Relationship-based trafficking is a common occurrence both here and in the West. The traffickers use charming young men to target vulnerable girls. They give the girls attention, woo them, and then trick them into running away or at least coming to a location where they are then grabbed and sold to traffickers.
We don’t know if that is what happened, but we fear the worse. These are girls that Peregrine has been counseling for over four years, girls she’s known as long as we’ve known Shadia. They had both already lived difficult lives, survived deeply traumatic experiences, and were well on their way to making a new life for themselves.
And now they are gone.
I was supposed to write about the slum today, but the disappearance of the boys and the continued missing girls weighed on my heart.
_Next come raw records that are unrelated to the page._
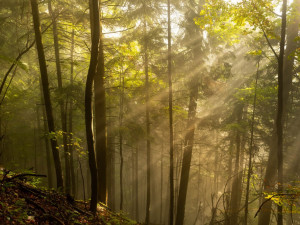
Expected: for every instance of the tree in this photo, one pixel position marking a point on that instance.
(100, 117)
(95, 36)
(63, 115)
(45, 85)
(171, 213)
(279, 119)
Every time something like this happens I feel like we have failed them somehow. We should have prepared them better! We should have understood the possibilities.
In my mind I come up with elaborate violent scenarios of what I could do if I found the traffickers. I get so angry that this could happen, that there would even be a market for trafficking girls. I wish we had done more. But we’re so few here.
That is what I am thinking in the night.
(note – as usual all the names have been changed, and also the four boys pictured in the header are almost but not quite the exact same four who disappeared.)